The truth is harsh...

simple as that...

And you do realize that the Z6 and Z7 are not pro cameras? Nikon has very specific features on the body that distinguishes pro cameras from their consumer cameras.

But the A7riii and A7iii are being used by professionals daily and BOTH are cheaper than these.

So, why buy the Nikon?

Like who?

Michael Shainblum, Brian Smith, David Mclain, Jason Lanier, Gary Fong, Will Chao, Serge Ramelli...I could continue.

All those jumped in 2015.

Now go ahead and say, "those aren't professionals!"

But you also aren't a real photographer to me. You have no photos uploaded to a photography site you're a member of but you sure have a lot of comments so I know you know how to use a computer. The last guy I called out on this at least uploaded a stuffed animal photo in response.

I like my privacy and my photos would not make my words any more or less truthful, they would only influence your perception of the value of my words of which I care not.

Looking at most of those names I would say they're pros. Do you know why they switched? Are they sponsored brand ambassadors or aspiring brand ambassadors? What really is the motivation to proclaim your process as a craftsman/woman?

All I can go by is what I see used in the field whenever I see when I look at groups of working photographers.
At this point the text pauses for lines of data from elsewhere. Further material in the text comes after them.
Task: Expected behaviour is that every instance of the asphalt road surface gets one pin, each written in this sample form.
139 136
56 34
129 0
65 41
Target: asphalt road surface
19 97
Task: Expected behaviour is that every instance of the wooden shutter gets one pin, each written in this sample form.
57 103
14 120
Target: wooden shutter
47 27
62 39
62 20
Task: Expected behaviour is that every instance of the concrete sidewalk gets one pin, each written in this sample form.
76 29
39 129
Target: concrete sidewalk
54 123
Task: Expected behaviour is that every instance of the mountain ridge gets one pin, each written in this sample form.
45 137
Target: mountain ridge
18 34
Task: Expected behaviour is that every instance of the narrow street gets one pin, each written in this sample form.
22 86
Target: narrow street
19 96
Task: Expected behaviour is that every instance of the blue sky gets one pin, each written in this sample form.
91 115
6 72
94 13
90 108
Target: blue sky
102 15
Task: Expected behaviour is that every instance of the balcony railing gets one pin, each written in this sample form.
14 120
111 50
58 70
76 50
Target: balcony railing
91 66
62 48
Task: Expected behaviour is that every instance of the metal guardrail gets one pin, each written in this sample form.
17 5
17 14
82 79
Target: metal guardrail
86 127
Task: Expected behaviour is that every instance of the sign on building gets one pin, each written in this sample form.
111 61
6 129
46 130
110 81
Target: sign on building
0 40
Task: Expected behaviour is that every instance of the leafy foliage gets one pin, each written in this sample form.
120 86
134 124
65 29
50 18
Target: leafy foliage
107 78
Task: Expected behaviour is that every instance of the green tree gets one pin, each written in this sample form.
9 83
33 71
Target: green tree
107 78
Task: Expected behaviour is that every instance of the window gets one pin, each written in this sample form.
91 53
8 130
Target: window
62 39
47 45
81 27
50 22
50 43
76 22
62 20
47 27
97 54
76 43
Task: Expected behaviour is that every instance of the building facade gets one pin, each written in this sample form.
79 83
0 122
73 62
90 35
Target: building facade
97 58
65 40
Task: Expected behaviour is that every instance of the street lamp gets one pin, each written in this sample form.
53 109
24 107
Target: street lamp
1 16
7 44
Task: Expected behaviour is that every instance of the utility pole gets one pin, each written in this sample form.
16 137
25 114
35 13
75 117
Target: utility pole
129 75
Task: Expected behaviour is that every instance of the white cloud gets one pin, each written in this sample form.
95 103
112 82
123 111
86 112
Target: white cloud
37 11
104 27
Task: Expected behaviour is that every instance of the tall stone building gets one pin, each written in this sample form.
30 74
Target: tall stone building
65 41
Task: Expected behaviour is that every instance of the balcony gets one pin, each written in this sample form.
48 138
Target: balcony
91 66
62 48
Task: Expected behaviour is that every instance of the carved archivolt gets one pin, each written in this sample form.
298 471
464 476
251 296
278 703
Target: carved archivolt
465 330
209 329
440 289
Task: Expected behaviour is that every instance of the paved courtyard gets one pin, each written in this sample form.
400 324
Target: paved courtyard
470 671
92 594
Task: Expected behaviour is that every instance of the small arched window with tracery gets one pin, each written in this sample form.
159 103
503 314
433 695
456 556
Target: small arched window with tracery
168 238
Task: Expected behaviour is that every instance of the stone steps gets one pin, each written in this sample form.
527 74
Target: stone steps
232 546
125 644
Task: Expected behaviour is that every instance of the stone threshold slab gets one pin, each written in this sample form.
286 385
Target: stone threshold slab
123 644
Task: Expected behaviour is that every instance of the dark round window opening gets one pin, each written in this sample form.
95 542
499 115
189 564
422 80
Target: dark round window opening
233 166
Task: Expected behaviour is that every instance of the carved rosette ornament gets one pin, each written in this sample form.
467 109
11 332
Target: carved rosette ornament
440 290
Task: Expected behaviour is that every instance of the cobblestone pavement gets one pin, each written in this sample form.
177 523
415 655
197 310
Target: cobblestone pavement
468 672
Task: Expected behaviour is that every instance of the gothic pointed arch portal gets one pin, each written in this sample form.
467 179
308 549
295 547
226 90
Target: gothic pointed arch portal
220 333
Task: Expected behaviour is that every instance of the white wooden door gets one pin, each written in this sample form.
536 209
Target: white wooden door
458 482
It's not A7's, nor is it Nikon D750's or Canon 6D's either, the other enthusiast cameras in the A7's price point.

That sounds like you don’t know how to think for yourself. For man of your age to depend on other’s opinions and then defend your opinion - based on one you didn’t even make yourself - is disappointing.

Ripping other professionals because you don’t like their hat or disagree with their attitude is childish as well but you’re old enough to know that.

I understand. I don’t follow him much anymore but I respect his work. The work is all I’m concerned about with who I allow to influence my future work or just simply admire.
Photos SOC are great but we all know the real “magic” is post processing today.

Even Nikon used Brandon W. To promote their new camera and he’s all post processing. His work is great but where he shines isnt SOC images. Good marketing move by Nikon on that part.

To be honest most of the "pros" on you tube are shilling for themselves, their workshops, SM likes and hits, and getting sponsors. So take whatever they say with a giant grain of salt. There are a fewy who were shooting before they reached internet fame but most are 15% photography and 85% branding and self promo.

There are other levels of non celebrity pros who are doing work for clients, not content for themselves. They don't have time to blog everyday and make a 15 minute youtube every other day about lenscaps or why camera A is great, and start ever convo with "Hey guys..."

We all know that but most pros also know if you can’t market yourself and find multiple avenues to promote your work you’ll always struggle.
Can’t knock them for utilizing technology. They’re making money and making the photography world a better place regardless of what you think of their work.
More photographers is never a bad thing unless your work is getting passed up by the ones you bash.

The standard for being a pro photographer is now having a net worth over 5 million dollars? Camera manufacturers best concentrate on P&S because there just aren't enough pros to sell to.

Everyone has to decide what compromises they're willing to make. For some, the lighter weight and/or benefits of mirrorless were more important than the advantages of DSLRs so they bought the Sonys. I wouldn't have a Sony if it were given to me but that's probably just me.